İsmet Özel‘in İstiklâl Marşı Derneği internet portalinde “PERGELİN YAZMAZ SİVRİ UCU” üst-başlığı altında çıkan ve 19 Rebiül ahir 1442 (4 Aralık 2020) tarihli, başlığı yazıda geçen bir cümle olarak benim de en etkileyici cümlelerden biri olduğunu düşündüğüm, dolayısıyla bu yazının da başlığı olarak alıntıladığım bir soru cümlesi olan yazısının birkaç yerinden yaptığım alıntılamalardan oluşuyor bu yazı. Etkilendiğim, beğendiğim yazıları kısmen alıntılayarak bu şekilde paylaşmayı bir ihtiyaç gibi hissediyorum ve yazının tamamını okumak isteyenleri haberdar etme niyeti de taşıyorum.

(…) Başka milletlerin tarihi nasıl olursa olsun; ama bizimki temiz olsun isteriz. Bu çocukça isteği bir kenara bırakırsak tarihin gözümüzü insan olup öyle kalma davasından kaydırdığını fark etmemiz hiç zor olmayacaktır. (…)

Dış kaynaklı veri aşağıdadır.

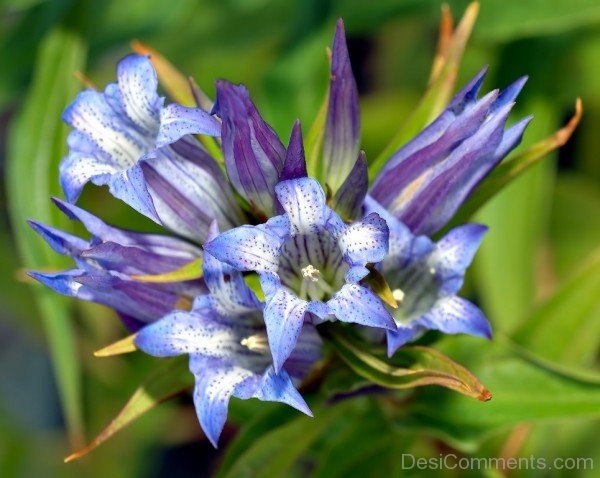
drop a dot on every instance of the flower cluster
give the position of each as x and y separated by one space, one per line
312 251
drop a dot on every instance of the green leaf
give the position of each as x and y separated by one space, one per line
190 271
524 391
513 167
424 366
526 18
275 452
505 269
274 416
439 91
119 347
170 378
36 145
575 221
566 328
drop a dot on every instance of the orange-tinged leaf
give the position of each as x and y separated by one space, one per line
443 80
190 271
420 366
170 379
172 80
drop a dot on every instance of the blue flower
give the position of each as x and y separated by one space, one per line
106 263
425 277
308 261
225 337
126 139
425 182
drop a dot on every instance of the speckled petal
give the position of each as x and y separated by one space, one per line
365 241
284 315
138 84
186 333
177 121
253 153
215 384
303 200
247 248
453 254
278 387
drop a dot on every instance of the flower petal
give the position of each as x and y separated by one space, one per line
342 130
453 180
62 242
278 387
189 190
453 254
177 121
247 248
284 316
253 153
156 243
186 333
303 200
366 241
138 95
129 185
230 295
356 304
215 384
295 163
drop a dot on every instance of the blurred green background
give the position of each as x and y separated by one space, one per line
537 275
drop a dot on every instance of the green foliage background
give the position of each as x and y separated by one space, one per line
537 275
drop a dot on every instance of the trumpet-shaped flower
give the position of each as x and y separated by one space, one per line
308 261
125 138
106 263
225 338
425 277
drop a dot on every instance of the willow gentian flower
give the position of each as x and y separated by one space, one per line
225 338
107 263
309 261
425 182
425 277
126 139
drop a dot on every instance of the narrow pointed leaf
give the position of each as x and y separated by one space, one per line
439 91
190 271
119 347
273 453
171 79
169 379
427 367
180 88
566 328
515 166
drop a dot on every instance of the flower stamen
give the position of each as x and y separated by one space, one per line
311 273
256 343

(…) İnandırma faaliyeti yaşamakta olduğumuz günleri veri sayışımız yüzünden bir başarı sayılıyor. İsa’dan XX yüzyıl sonra patlak veren I. Cihan Harbi ve onu 21 sene sonra takip eden II. Dünya Harbi savaşların asli karakterini ortadan kaldırdı. Savaş olarak bildiğimiz kavimlerin ve giderek şehir devletlerinin kendilerine bir yaşama sahası ele geçirmek için yürüttükleri mücadelenin bir adıydı. (…)

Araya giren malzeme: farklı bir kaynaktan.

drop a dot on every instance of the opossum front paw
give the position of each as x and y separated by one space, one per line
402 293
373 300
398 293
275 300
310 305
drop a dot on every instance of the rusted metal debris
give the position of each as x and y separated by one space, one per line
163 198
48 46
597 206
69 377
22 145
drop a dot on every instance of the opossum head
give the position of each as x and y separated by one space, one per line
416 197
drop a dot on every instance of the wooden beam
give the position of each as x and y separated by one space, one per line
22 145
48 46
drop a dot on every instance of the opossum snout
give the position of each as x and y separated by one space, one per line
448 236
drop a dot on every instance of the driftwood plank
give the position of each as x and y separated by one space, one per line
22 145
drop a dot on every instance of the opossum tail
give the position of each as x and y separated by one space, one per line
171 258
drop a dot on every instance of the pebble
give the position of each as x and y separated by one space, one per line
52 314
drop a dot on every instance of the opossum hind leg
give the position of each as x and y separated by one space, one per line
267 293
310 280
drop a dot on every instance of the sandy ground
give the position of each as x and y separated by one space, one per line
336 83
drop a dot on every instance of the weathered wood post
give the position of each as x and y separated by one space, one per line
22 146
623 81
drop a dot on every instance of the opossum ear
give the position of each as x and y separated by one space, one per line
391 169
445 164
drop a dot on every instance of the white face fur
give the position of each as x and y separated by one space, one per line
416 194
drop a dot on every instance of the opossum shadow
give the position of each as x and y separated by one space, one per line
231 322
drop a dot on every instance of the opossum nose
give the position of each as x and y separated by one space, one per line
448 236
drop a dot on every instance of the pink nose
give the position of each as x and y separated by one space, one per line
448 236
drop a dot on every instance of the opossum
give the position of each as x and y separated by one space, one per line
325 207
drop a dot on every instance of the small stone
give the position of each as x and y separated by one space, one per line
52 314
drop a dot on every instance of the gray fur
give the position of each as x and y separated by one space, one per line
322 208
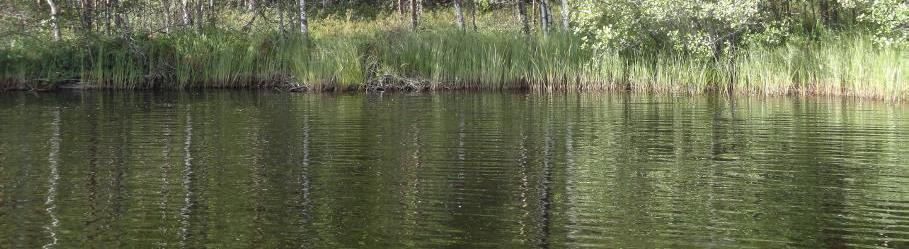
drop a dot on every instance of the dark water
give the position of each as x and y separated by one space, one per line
246 169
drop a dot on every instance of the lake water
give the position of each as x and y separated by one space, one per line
228 169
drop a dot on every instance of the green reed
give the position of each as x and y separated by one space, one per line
451 59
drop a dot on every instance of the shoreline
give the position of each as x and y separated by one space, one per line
439 87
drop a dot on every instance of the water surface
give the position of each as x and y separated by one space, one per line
228 169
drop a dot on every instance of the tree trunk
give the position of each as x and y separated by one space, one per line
186 15
565 15
304 24
522 11
252 5
281 19
87 9
413 15
200 14
120 23
55 24
473 14
324 8
167 12
544 16
459 15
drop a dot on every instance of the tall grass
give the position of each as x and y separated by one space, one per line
454 59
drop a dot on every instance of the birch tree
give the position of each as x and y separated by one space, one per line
304 24
413 15
55 23
522 11
565 15
459 15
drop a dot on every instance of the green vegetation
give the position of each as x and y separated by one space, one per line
685 48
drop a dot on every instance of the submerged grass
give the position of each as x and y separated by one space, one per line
454 59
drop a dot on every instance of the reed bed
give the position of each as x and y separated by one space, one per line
451 59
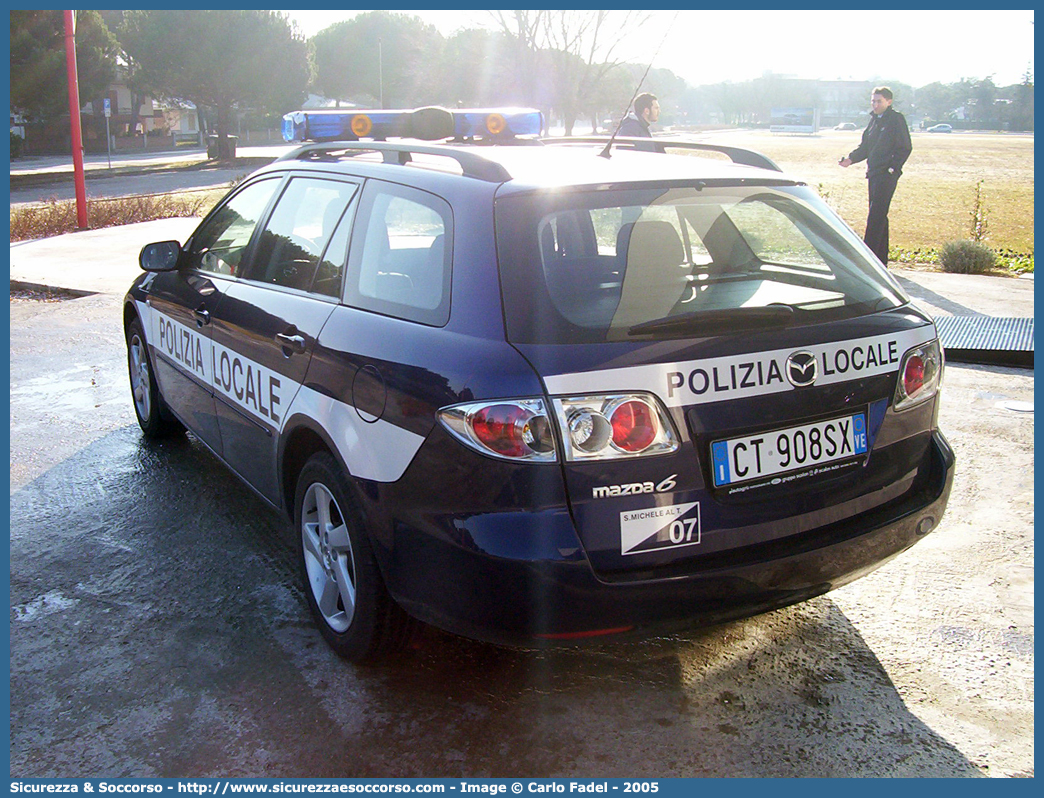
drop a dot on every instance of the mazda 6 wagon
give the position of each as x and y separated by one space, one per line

Nasıl bir gelecek arıyorsak tarih nihai biçimini aradığımız o gelecekte bulur. (…) Dayatmalara boyun eğen yalnızca TC mi? Dünya Sistemi kendini kendi yolunu bulma derdiyle dertlenen her zümreyi, her kavmi, her kimseyi hizaya getirmekle görevli sayıyor. Neyin mi hizasına? Adıyla, şanıyla kapitalizmin. (…)

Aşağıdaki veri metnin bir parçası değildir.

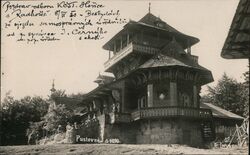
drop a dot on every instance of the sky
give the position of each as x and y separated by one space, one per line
74 64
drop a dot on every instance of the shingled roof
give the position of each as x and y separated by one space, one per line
151 22
237 44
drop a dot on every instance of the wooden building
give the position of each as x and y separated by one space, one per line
154 95
237 43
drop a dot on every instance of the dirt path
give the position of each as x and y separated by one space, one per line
115 149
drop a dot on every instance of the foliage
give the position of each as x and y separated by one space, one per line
90 128
228 95
17 116
57 115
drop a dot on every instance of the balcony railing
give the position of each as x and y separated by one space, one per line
122 117
131 47
163 112
154 112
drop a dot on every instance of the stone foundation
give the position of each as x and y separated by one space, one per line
126 133
169 132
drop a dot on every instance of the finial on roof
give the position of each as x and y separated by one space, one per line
53 87
149 7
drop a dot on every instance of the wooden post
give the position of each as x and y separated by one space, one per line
150 95
109 54
114 47
195 95
127 39
173 93
121 42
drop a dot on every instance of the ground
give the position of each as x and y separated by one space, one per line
115 149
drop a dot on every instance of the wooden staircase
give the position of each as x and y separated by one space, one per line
208 131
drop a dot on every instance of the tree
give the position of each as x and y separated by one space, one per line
17 116
244 93
226 94
57 115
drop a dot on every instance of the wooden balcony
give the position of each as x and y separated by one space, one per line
159 112
130 48
122 117
162 112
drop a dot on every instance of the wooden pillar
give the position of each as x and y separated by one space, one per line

(…) Normal her zaman kendinden daha normalini icat eder. Yani vahim olan vuku bulmuştur. Çoktan unutuldu; ama hatırlamakta ve hatırlatmada fayda vardır ki, Türklük karakteri Türk topraklarının doğuşuyla eş zamanlıdır. (…) Türklerin tarih sahnesine çıkması Haçlı Seferleri ile başlar. Yani yerküre üzerinde Sünnî bir tavrı sarahaten ve askeri güçle savunan önce Selçuklu, sonra Osmanlı düzenleri oldu. Sünnî olmadığı halde Müslüman bilinenlerin durumu kendi değerlendirmelerine bırakılmıştır. (…)

(…) Modernizmin tezahürü itikadın sahih veya bâtıl olmasının kimi, ne kadar, hangi sebeple ilgilendirdiği meselesinin üstünü örttü. İtikatla ilgilenmek için hiçbir sebep yoktu. İtikat hiçbir derecede ilginç değildi. Hiç kimse itikada dayanan bir hayat yoluna hayat yolu demiyordu.

(…) MSP’lilere ‘yeşil komünist’ denildiği günleri tıpatıp hatırlıyorum. 1971 muhtırasının intikamının seçimde alınacağından korkuluyordu. (…) Ömrümün son deminde bütün cesaretimi toplayıp sorma durumundayım: Yıllar geçti mi, geçmedi mi?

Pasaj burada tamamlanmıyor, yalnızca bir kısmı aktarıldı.